Zigbee Flow and Return Temperature Sensor

Monitoring Heating Efficiency with Zigbee

The Zigbee Flow and Return Temperature Sensor is a specialized embedded project designed to provide high-accuracy monitoring of heating systems. By measuring the temperature difference between the ‘flow’ (hot water leaving a boiler) and ‘return’ (water returning after circulating through radiators), users can gain critical insights into the efficiency of their home heating setup. The project is built around the Seeed XIAO nRF52840, a compact and powerful microcontroller capable of running both the Zigbee stack and complex power management routines.

Technical Architecture

The firmware is developed using the nRF Connect SDK (NCS), which leverages the Zephyr RTOS. This choice provides a robust foundation for Zigbee networking and hardware abstraction. The sensor utilizes two NTC thermistors connected via voltage dividers to the nRF52840’s ADC pins (P0.03 and P0.29).

To ensure accuracy, the project uses high-precision 0.1% resistors and allows for software-level calibration of thermistor parameters, including nominal resistance and the B-coefficient. The Zigbee implementation follows the standard Zigbee Cluster Library (ZCL) to ensure broad compatibility with home automation coordinators.

Zigbee Endpoints and Clusters

The device exposes three distinct endpoints to the Zigbee network:

• Endpoint 1: Handles device management, including the Basic, Identify, and Power Configuration clusters.
• Endpoint 5: Dedicated to the first Temperature Measurement Cluster (Probe 1).
• Endpoint 7: Dedicated to the second Temperature Measurement Cluster (Probe 2).

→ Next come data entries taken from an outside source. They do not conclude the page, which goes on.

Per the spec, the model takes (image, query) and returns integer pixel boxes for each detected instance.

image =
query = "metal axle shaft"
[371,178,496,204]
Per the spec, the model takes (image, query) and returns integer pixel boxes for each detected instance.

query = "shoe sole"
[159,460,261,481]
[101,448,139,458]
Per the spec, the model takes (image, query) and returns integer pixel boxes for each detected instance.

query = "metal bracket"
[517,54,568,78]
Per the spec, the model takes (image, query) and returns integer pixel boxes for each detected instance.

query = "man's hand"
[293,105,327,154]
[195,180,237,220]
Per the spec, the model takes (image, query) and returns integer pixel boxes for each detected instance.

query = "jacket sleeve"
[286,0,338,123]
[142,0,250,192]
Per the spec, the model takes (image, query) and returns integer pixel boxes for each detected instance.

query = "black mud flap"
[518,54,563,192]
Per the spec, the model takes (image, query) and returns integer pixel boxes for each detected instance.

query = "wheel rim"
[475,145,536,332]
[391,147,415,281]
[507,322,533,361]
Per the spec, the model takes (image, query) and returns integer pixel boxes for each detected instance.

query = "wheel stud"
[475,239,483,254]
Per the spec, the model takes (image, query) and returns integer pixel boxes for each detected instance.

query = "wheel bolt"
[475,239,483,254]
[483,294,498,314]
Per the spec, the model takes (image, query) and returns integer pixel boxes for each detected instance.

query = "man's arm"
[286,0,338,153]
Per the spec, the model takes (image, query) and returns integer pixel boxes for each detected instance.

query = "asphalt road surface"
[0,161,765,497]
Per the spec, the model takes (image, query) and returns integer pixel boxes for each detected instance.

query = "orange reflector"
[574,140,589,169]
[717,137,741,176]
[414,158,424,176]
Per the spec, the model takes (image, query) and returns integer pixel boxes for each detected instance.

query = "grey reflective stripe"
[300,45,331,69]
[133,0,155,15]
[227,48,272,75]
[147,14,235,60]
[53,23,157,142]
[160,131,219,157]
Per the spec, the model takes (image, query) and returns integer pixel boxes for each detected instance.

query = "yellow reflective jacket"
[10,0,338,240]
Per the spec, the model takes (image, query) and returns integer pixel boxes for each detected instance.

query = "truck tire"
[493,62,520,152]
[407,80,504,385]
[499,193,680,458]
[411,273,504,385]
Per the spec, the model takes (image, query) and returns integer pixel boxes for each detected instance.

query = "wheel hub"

This multi-endpoint approach allows standard Zigbee gateways, such as Home Assistant’s ZHA integration, to recognize and log both temperature probes independently.

Power Optimization

A primary focus of this project is extreme energy efficiency. Through careful optimization of the Zigbee polling intervals and hardware sleep states, the sensor achieves an average current consumption of approximately 16µA. This efficiency allows the device to operate for over 18 months on a standard CR2032 coin cell battery, or up to a decade on a larger 2000mAh battery pack. The developer has documented this journey extensively, highlighting the use of the Nordic Power Profiler Kit II to identify and eliminate power leaks.

Hardware and PCB Design

Beyond the firmware, the repository includes hardware designs created in KiCAD. The PCB has evolved through several iterations:

• V2: Introduced a mix of SMD and through-hole components with fixes for the reset circuitry.
• V3: Moved to a socket-mount design for the XIAO board to simplify assembly for hobbyists and introduced pogo-pin battery connections.
• V4: A work-in-progress design aiming for a fully SMD footprint with an integrated CR2032 holder.

Getting Started

The project uses the Zephyr west meta-tool for building and flashing. Developers can compile the firmware for the XIAO BLE target using standard NCS commands:

west build -b xiao_ble -p

Flashing can be performed via the factory-installed UF2 bootloader by dragging the generated zephyr.uf2 file onto the device’s USB drive, or via a J-Link programmer for more advanced debugging. Once powered, the device automatically enters pairing mode, ready to be joined to any standard Zigbee 3.0 network.